Begleiten Sie uns auf eine kulinarische Reise, die Sie von den bescheidenen Anfängen in Südeuropa bis in die modernen Küchen der Welt führt, und entdecken Sie die Geheimnisse hinter dem knusprigen Rand, der aromatischen Tomatensauce und dem schmelzenden Käse, die die Pizza zu einem zeitlosen Klassiker machen.

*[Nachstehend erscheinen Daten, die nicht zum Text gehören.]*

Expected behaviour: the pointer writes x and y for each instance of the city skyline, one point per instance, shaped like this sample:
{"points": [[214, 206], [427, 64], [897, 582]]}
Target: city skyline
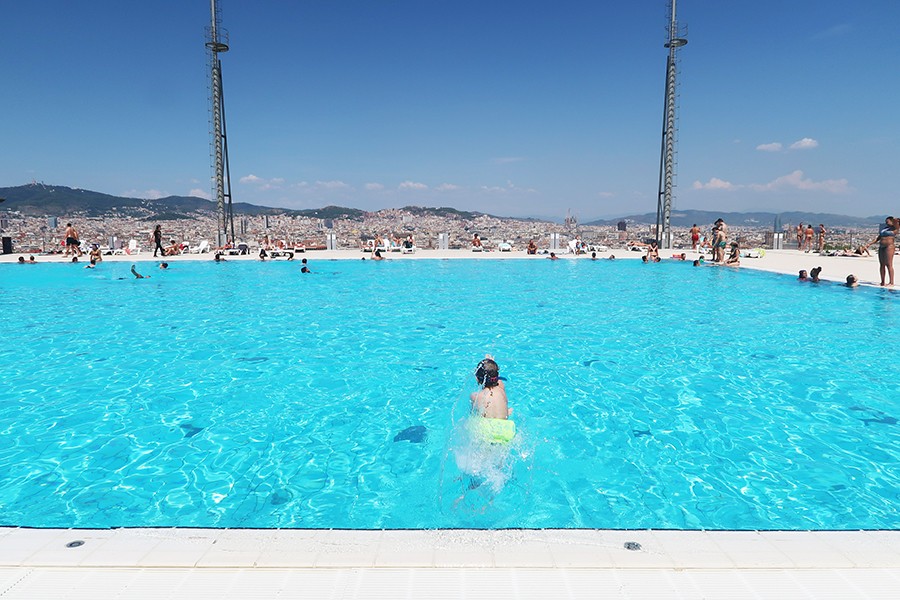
{"points": [[524, 111]]}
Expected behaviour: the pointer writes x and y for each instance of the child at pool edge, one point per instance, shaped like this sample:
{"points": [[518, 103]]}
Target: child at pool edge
{"points": [[490, 401]]}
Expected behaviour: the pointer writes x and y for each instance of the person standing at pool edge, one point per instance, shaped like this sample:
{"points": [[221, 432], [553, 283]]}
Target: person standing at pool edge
{"points": [[885, 239], [72, 241], [156, 240]]}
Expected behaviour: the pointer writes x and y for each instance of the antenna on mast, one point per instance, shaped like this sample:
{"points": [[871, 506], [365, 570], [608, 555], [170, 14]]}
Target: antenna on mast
{"points": [[676, 39], [216, 43]]}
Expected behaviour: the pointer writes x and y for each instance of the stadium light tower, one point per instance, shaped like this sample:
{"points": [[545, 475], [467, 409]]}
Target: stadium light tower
{"points": [[675, 41], [219, 150]]}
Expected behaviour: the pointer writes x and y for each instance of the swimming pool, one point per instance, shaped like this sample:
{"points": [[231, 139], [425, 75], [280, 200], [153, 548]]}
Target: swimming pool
{"points": [[249, 395]]}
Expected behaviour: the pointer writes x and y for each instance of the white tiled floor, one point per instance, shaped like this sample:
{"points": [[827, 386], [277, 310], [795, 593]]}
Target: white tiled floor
{"points": [[223, 564]]}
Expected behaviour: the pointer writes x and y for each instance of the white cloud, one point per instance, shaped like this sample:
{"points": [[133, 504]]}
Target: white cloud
{"points": [[332, 185], [773, 147], [510, 187], [261, 183], [715, 184], [413, 185], [797, 181], [145, 195], [804, 144], [835, 31]]}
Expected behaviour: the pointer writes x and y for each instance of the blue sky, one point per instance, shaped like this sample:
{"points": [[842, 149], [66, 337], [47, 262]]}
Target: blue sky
{"points": [[513, 108]]}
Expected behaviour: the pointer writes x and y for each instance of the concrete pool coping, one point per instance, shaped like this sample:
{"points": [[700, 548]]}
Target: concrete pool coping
{"points": [[789, 262], [464, 563]]}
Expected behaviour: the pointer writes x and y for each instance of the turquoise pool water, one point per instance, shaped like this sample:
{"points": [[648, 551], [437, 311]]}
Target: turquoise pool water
{"points": [[249, 395]]}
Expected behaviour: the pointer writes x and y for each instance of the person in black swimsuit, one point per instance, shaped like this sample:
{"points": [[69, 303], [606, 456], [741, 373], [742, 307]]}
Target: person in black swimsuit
{"points": [[156, 240]]}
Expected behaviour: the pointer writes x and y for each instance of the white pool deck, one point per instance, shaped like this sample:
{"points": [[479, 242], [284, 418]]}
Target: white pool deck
{"points": [[226, 564]]}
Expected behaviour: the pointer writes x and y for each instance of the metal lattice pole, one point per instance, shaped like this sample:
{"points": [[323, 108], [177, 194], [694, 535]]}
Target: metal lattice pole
{"points": [[667, 154], [220, 144]]}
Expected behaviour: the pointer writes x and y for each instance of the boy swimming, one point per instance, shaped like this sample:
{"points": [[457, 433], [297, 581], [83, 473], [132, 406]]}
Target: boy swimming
{"points": [[490, 405]]}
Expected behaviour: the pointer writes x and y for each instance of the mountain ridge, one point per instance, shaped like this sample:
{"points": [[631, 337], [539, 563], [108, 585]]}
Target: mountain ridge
{"points": [[39, 199]]}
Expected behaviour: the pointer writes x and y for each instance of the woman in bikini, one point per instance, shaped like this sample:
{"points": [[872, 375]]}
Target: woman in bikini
{"points": [[885, 239]]}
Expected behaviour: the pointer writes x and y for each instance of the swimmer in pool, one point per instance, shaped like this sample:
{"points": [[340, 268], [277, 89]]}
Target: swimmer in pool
{"points": [[490, 401]]}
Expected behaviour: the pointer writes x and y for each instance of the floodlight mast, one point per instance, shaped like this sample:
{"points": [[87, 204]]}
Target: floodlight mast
{"points": [[222, 175], [667, 153]]}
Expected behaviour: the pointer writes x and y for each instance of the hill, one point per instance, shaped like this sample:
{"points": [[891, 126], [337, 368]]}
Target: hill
{"points": [[39, 200]]}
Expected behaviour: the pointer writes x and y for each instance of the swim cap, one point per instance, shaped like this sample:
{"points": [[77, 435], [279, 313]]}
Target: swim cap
{"points": [[487, 373]]}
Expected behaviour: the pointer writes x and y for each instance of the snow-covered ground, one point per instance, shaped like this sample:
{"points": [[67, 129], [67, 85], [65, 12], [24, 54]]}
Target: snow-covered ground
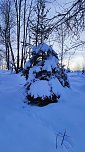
{"points": [[58, 127]]}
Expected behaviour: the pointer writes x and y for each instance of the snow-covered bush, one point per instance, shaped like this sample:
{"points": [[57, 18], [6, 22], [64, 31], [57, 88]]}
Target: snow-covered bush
{"points": [[45, 78]]}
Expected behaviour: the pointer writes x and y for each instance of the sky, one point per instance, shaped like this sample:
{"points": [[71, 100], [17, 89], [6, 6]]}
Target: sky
{"points": [[77, 60]]}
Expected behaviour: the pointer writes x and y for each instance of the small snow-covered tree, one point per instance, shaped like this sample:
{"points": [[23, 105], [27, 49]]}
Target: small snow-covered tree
{"points": [[44, 78]]}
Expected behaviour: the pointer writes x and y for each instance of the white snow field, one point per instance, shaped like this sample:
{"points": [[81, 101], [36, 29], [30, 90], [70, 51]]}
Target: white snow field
{"points": [[58, 127]]}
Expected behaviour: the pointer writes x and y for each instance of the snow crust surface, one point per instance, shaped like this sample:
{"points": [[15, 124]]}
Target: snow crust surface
{"points": [[26, 128]]}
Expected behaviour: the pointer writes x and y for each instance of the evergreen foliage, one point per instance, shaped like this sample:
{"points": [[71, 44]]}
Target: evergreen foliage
{"points": [[43, 71]]}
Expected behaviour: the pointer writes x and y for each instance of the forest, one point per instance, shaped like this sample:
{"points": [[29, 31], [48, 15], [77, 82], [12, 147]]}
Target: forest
{"points": [[42, 75]]}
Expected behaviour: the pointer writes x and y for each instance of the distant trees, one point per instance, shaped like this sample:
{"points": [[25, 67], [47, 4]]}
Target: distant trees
{"points": [[25, 23]]}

- Die Ursprünge der Pizza: Eine Zeitreise
- Von Neapel in die Welt: Die Verbreitung
- Regionale Spezialitäten: Eine Welt voller Pizzen
- Die Kunst des Teigs: Das Herzstück jeder Pizza
- Beläge und Saucen: Die Vielfalt der Aromen
- Der perfekte Ofen: Hitze macht den Unterschied
- Pizza zu Hause backen: Tipps für den Hobby-Pizzaiolo
- Pizza als Kulturgut: Mehr als nur Essen
- Häufig gestellte Fragen zur Pizza (FAQs)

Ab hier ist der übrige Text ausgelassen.